Phoebe Boswell, 29, pitched a project for which: “the outcome is a multimedia installation using hand-drawn animation via television screens, projection screens and projections onto walls, wall drawings, and drawings on paper to offer two complex life stories: my mother’s, and my father’s. Splitting the exhibition space down the centre, the two narratives play simultaneously, with crossovers as my parents’ worlds collide in a union that was seen in Kenya at the time as controversial as it was idealistic. Sound (music/voiceover) will emphasise the duality, sometimes cacophonic, sometimes harmonious, and language/translation (English/Swahili) will be used as a communicative v alienating tool to further juxtapose the two narratives...” 

 

Enormous congratulations to all six shortlisted artists: it is an incredible achievement to get this far and you should all be thoroughly chuffed with yourselves. 

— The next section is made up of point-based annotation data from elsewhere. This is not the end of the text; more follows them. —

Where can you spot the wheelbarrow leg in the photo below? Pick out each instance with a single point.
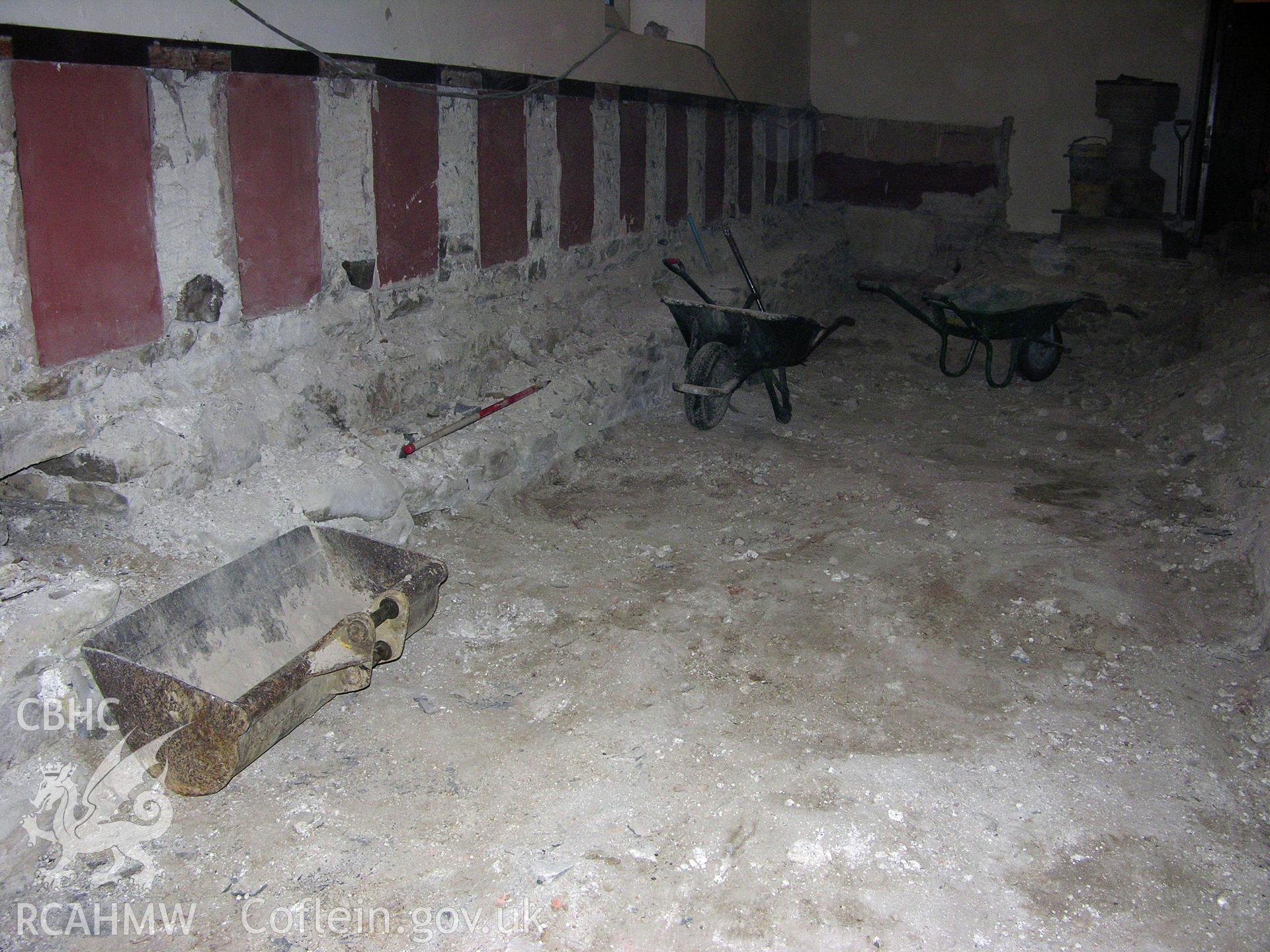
(779, 393)
(969, 357)
(1010, 371)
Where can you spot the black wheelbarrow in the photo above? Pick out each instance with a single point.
(1027, 320)
(727, 346)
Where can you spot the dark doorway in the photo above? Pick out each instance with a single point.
(1235, 183)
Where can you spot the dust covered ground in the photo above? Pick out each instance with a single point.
(931, 666)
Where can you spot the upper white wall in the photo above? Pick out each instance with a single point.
(977, 61)
(541, 37)
(686, 19)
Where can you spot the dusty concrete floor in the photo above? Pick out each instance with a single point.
(912, 672)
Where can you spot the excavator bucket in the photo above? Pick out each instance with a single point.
(240, 656)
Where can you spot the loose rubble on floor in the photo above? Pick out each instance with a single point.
(933, 666)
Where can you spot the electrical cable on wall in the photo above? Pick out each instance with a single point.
(345, 70)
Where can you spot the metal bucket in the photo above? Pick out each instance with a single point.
(240, 656)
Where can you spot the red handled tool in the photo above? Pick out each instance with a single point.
(413, 444)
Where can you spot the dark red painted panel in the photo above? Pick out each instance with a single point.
(88, 198)
(745, 161)
(841, 178)
(405, 183)
(273, 158)
(714, 168)
(794, 147)
(634, 118)
(676, 163)
(770, 132)
(575, 139)
(503, 180)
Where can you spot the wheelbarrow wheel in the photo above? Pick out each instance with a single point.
(1039, 357)
(713, 366)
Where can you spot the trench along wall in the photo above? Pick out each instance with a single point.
(305, 227)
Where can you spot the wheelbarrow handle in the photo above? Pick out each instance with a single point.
(904, 302)
(676, 267)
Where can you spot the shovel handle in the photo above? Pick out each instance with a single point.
(676, 267)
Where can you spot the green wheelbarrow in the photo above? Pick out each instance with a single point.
(984, 315)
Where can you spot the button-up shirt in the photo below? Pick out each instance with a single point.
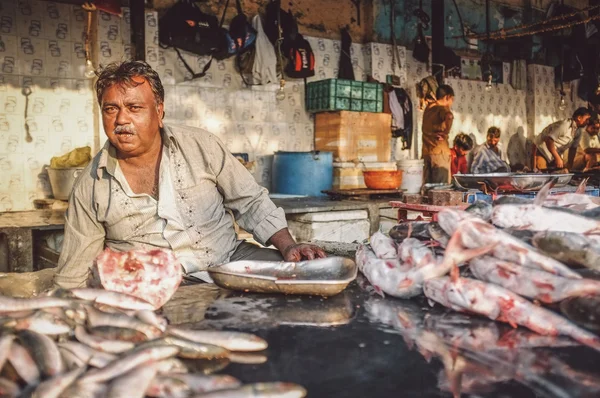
(199, 181)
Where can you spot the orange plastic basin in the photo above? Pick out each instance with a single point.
(383, 179)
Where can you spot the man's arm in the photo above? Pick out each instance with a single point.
(83, 241)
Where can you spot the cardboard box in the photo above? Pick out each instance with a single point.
(354, 136)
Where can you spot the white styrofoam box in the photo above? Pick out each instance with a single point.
(334, 231)
(327, 216)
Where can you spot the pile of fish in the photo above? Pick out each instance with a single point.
(517, 250)
(99, 343)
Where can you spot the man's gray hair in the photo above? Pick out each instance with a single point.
(123, 73)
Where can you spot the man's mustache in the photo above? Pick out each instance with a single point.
(125, 128)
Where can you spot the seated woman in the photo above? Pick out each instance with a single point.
(488, 157)
(458, 154)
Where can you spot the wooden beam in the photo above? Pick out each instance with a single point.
(138, 30)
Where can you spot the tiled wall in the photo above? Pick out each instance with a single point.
(41, 47)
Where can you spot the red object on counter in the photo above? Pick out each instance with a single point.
(152, 275)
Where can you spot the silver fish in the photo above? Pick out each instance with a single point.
(44, 352)
(569, 248)
(275, 389)
(498, 303)
(129, 361)
(53, 387)
(115, 299)
(233, 341)
(477, 233)
(134, 383)
(530, 282)
(102, 344)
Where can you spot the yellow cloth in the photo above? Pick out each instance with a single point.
(78, 157)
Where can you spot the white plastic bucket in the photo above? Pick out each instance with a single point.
(412, 175)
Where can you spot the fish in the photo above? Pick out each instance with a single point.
(100, 343)
(44, 352)
(383, 246)
(406, 280)
(438, 234)
(477, 233)
(13, 304)
(232, 341)
(407, 229)
(569, 248)
(87, 354)
(99, 318)
(23, 364)
(537, 218)
(530, 282)
(480, 209)
(40, 322)
(189, 348)
(53, 387)
(498, 303)
(118, 333)
(114, 299)
(274, 389)
(129, 361)
(134, 383)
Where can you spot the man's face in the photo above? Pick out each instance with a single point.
(131, 118)
(581, 121)
(492, 141)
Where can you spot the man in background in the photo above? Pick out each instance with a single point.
(437, 122)
(488, 157)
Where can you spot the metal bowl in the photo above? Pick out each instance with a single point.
(322, 277)
(510, 182)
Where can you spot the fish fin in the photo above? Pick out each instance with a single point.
(582, 185)
(543, 193)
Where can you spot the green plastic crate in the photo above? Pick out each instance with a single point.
(344, 95)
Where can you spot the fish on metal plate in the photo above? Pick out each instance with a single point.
(99, 318)
(569, 248)
(498, 303)
(407, 229)
(115, 299)
(233, 341)
(477, 233)
(23, 364)
(100, 343)
(40, 322)
(531, 282)
(275, 389)
(13, 304)
(383, 246)
(134, 383)
(188, 348)
(407, 281)
(53, 387)
(87, 354)
(44, 352)
(118, 333)
(129, 361)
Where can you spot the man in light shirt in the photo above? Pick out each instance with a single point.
(589, 146)
(155, 185)
(556, 139)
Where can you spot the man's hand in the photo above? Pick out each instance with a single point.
(300, 251)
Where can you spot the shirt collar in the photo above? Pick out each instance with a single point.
(108, 153)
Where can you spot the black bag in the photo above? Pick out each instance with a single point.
(301, 59)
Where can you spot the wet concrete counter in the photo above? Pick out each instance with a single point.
(357, 344)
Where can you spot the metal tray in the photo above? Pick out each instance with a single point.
(322, 277)
(510, 182)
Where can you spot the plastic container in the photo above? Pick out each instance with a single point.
(302, 173)
(61, 181)
(383, 179)
(412, 176)
(344, 95)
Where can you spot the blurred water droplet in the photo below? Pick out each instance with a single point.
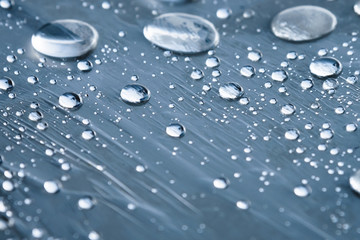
(302, 191)
(135, 94)
(84, 65)
(65, 38)
(51, 187)
(231, 91)
(70, 101)
(221, 183)
(6, 84)
(354, 181)
(183, 33)
(303, 23)
(325, 67)
(279, 75)
(175, 130)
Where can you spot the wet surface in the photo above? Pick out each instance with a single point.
(275, 161)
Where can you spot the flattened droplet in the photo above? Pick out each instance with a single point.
(175, 130)
(182, 33)
(325, 67)
(354, 181)
(303, 23)
(231, 91)
(135, 94)
(6, 84)
(70, 100)
(65, 38)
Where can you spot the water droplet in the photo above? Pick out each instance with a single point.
(6, 84)
(254, 56)
(302, 191)
(212, 62)
(287, 109)
(88, 134)
(247, 71)
(231, 91)
(51, 187)
(197, 74)
(135, 94)
(292, 134)
(223, 13)
(183, 33)
(306, 84)
(65, 38)
(325, 67)
(175, 130)
(221, 183)
(303, 23)
(70, 101)
(84, 65)
(354, 181)
(32, 80)
(279, 75)
(85, 203)
(243, 204)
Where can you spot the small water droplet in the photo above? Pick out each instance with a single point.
(183, 33)
(303, 23)
(70, 101)
(325, 67)
(135, 94)
(65, 38)
(175, 130)
(221, 183)
(231, 91)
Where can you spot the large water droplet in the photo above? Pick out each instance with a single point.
(325, 67)
(303, 23)
(221, 183)
(6, 84)
(70, 100)
(135, 94)
(175, 130)
(354, 181)
(231, 91)
(183, 33)
(65, 38)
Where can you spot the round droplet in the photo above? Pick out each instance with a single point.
(85, 203)
(135, 94)
(6, 84)
(292, 134)
(181, 32)
(306, 84)
(243, 204)
(303, 23)
(197, 74)
(231, 91)
(70, 101)
(65, 38)
(247, 71)
(175, 130)
(288, 109)
(354, 181)
(88, 134)
(325, 67)
(84, 65)
(212, 62)
(279, 75)
(51, 187)
(302, 191)
(223, 13)
(221, 183)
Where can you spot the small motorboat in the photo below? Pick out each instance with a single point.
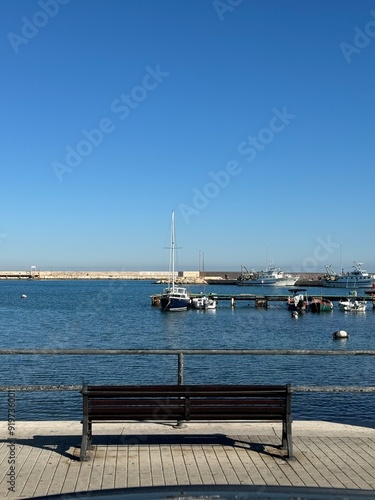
(352, 305)
(203, 302)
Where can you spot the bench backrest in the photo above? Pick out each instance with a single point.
(187, 402)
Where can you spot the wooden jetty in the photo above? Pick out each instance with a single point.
(263, 300)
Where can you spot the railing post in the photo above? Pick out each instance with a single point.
(180, 368)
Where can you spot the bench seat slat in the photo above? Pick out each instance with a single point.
(177, 403)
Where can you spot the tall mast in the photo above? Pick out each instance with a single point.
(172, 248)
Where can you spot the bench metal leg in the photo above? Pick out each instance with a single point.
(86, 439)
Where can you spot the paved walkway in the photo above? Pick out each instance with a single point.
(46, 455)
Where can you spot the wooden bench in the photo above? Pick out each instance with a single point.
(185, 403)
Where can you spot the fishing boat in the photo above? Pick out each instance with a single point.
(174, 298)
(357, 278)
(352, 304)
(298, 300)
(320, 304)
(271, 277)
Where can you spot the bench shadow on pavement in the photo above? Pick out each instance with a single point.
(69, 446)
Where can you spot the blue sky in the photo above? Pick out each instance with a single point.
(252, 120)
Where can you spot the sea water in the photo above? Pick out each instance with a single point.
(117, 314)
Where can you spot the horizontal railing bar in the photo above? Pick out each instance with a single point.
(332, 388)
(253, 352)
(39, 388)
(296, 388)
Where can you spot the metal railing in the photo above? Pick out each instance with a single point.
(180, 354)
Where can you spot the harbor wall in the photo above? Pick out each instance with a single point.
(306, 279)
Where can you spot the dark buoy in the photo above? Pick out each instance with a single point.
(340, 334)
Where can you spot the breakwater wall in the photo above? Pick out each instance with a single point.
(306, 279)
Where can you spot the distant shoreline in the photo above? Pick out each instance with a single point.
(190, 277)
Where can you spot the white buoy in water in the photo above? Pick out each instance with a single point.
(340, 334)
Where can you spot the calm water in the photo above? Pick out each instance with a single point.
(118, 314)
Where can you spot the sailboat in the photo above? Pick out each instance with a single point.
(174, 298)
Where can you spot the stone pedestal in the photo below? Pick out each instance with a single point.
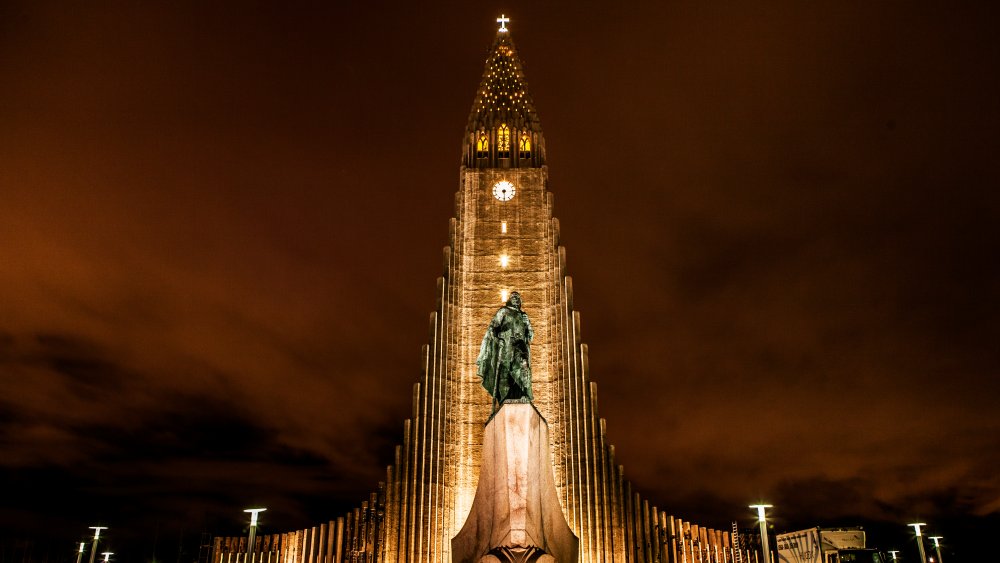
(515, 515)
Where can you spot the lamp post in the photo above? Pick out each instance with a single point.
(253, 528)
(97, 534)
(763, 530)
(937, 545)
(920, 540)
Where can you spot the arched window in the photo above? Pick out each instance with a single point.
(503, 141)
(482, 145)
(524, 145)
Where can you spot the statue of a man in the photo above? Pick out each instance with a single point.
(504, 360)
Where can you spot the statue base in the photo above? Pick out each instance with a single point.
(516, 515)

We must also congratulate the group of artists who very nearly made it to the shortlist. Here is the list of highly commended contributors

Jake Wilson  

Ella Robson Guilfoyle 

Fiona Bevan 

Alice Lacey  

Joe Simpson 

Darren O’Kane 

Magda Boreysza 

Joe Turner 

Amy Adele Seymour 

Riccardo Buscarini

 

So, what’s next? 

In November, the shortlist of six artists will pitch their projects, in person, to our very exciting panel of judges

Jo Whiley, Radio and TV presenter 

Rupert Goold, Theatre Director and Artistic Director, Headlong Theatre Company 

James Hunt, Channel Director, Sky Arts

Jo Fox, Director of Corporate Social Responsibility at Sky (Investment in Arts, Sports and Environment)

Amanda White, Director of Strategy and Partnerships, IdeasTap 

Sabrina Mahfouz, Poet and writer, IdeasTap member and former IdeasTap fund winner

The judges will then select two winners who will receive the £30k prize money and mentoring.

So, congratulations to absolutely everyone who got through to this stage. It has been incredibly tough to draw up this shortlist, but we are very proud of all our members for showing such talent, enthusiasm and originality. And, for those of you who are through to the next round, good luck and watch this space!